April 11, 2013
Cloud storage service Dropbox is adding single sign-on (SSO) in a bid to appeal to the business sector.
SSO “works behind the scenes” to enable users to eliminate multiple sign-ins. Instead, users simply sign in with a central identity provider, such as Active Directory, to securely access Dropbox and any of the other business apps they use. This allows companies to put their current identity provider in charge of the authentication process.
“SSO means ease — one fewer password to remember and one fewer step to get to your work,” says Dropbox’s Anand Subramani in a blog post.
“Once logged in to your system, there’s no need to sign in to Dropbox separately. For IT admins, SSO means additional security and administrative management. Single sign-on gives you complete ownership of the authentication process and works with your company’s existing password policies. It also easily ties into the existing Dropbox provisioning and de-provisioning API to provide further Active Directory integration.”
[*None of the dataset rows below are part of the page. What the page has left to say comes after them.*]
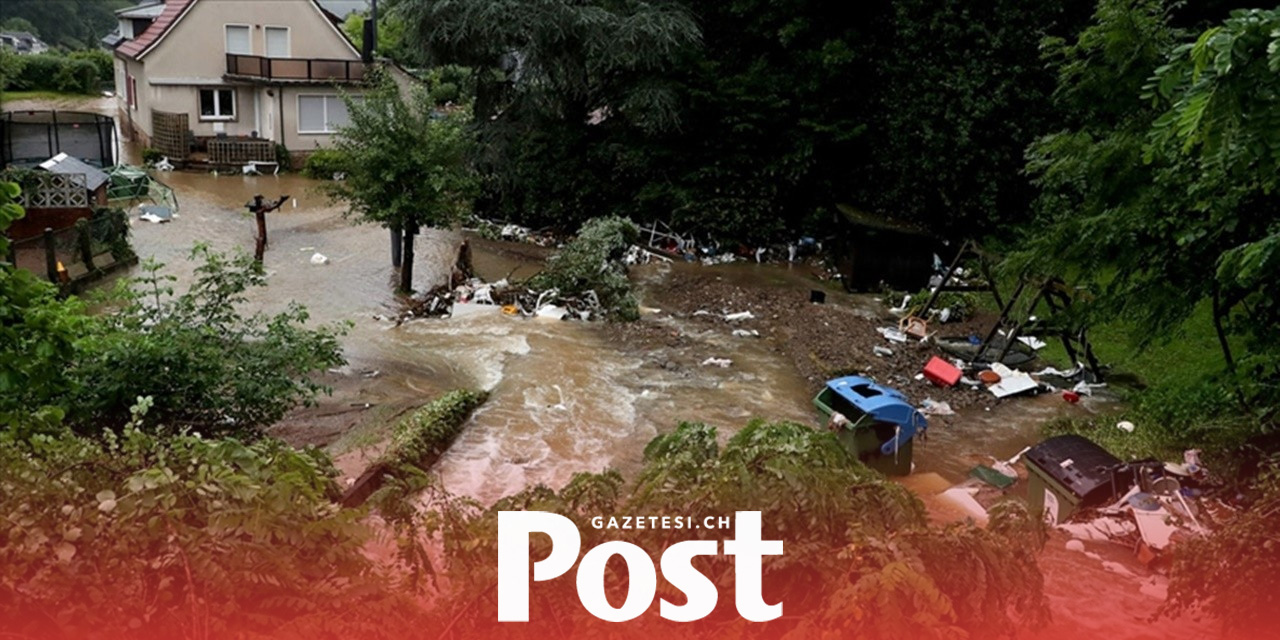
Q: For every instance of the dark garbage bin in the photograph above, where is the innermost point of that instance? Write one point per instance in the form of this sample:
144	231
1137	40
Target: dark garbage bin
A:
1069	472
882	424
Dropbox is partnering with Ping Identity, Okta, OneLogin, Centrify, and Symplified to make SSO a reality for its customers come May.
Formerly known as Dropbox for Teams, the service will now go by Dropbox for Business.
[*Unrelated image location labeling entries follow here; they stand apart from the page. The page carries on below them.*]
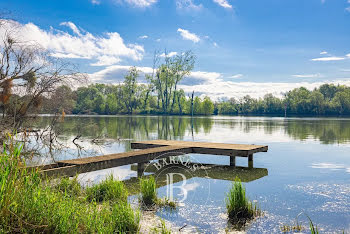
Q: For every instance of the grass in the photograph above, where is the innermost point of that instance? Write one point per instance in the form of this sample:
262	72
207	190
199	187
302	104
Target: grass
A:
108	190
29	204
148	191
69	186
149	198
163	229
239	208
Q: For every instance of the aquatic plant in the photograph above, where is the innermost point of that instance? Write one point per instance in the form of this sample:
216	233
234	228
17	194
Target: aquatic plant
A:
69	186
239	208
162	229
30	205
108	190
148	191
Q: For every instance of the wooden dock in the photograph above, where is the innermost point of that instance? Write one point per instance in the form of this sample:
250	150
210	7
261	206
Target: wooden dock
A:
151	150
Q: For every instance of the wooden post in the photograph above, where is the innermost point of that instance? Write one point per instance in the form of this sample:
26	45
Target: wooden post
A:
140	169
250	161
233	161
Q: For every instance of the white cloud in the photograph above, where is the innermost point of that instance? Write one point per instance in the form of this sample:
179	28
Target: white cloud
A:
333	58
236	76
220	89
307	75
140	3
188	5
71	26
115	74
171	54
105	49
223	3
95	2
105	60
186	35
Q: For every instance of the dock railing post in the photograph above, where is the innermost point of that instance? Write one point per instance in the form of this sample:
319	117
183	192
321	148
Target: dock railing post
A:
250	161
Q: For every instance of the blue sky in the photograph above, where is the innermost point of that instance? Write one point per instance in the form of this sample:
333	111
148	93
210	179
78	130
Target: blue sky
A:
242	46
PC Market Takes Another Big Hit
Global computer shipments dipped 14 percent in the first-quarter from 2012 — a more significant fall than the 7.7 percent decline predicted by International Data Corp. (IDC).
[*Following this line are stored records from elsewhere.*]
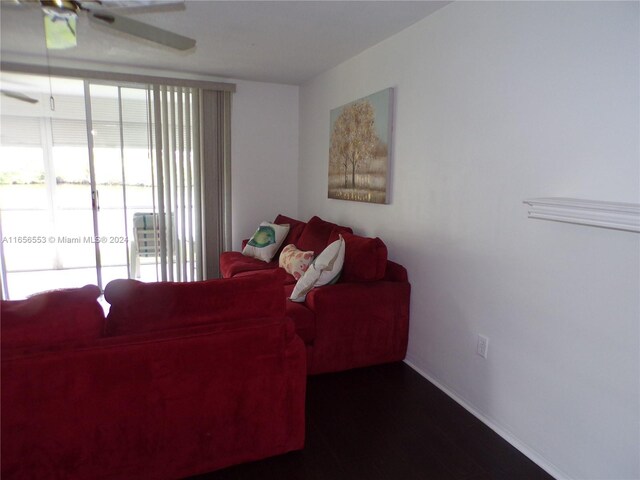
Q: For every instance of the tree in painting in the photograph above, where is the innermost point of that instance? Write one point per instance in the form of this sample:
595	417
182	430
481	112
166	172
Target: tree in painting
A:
359	149
353	140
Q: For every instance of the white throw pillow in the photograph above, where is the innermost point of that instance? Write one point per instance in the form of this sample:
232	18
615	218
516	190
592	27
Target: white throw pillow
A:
324	270
264	244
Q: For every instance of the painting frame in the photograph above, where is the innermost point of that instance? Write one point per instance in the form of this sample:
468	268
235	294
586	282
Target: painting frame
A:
360	149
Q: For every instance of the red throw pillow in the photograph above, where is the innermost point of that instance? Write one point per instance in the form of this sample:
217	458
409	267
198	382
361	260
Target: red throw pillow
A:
53	317
365	259
315	236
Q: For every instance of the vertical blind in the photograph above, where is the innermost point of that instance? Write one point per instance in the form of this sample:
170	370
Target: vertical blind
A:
176	120
192	179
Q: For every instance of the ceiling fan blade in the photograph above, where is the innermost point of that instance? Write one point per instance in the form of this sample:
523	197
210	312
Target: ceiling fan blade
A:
139	3
18	96
142	30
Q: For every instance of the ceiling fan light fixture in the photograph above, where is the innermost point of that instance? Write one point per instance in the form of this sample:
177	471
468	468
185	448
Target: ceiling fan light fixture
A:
60	31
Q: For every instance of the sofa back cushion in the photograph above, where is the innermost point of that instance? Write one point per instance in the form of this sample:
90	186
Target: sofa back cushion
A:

This is by far the worst quarter yet since IDC began tracking quarterly PC shipments in 1994, and it’s the fourth consecutive quarter of year-over-year shipment declines.
Fellow research firm Gartner’s numbers were not quite as dismal, but still indicated a significant first-quarter drop — 11 percent. Gartner said it was the first time the number of PC shipments fell below 80 million units since the second quarter of 2009.
According to IDC analyst Bob O’Donnell, the release of Microsoft’s Windows 8 — which was expected to boost sales — did more harm than good.
“While some consumers appreciate the new form factors and touch capabilities of Windows 8, the radical changes to the (user interface), removal of the familiar Start button, and the costs associated with touch have made PCs a less attractive alternative to dedicated tablets and other competitive devices,” O’Donnell said. “Microsoft will have to make some very tough decisions moving forward if it wants to help reinvigorate the PC market.”
Developers to Have Google Glass Within Month
Google Glass, explorer edition, will soon be in the hands of the developers who shelled out $1,500 to be the first people to own the futuristic, titanium-framed spectacles.
Reports on how soon vary with some saying one month and others saying within 20 days.
Either way, the wearable-computing device will reach developers prior to the Google I/O 2013 conference, which begins May 15.Google first introduced Glass at last year’s I/O conference.
Developers are responsible for picking up their spectacles in person, either in Los Angeles, San Farncisco or New York.
Glass is expected to be released to the general public before year’s end for less than the $1,500 early adopters are paying.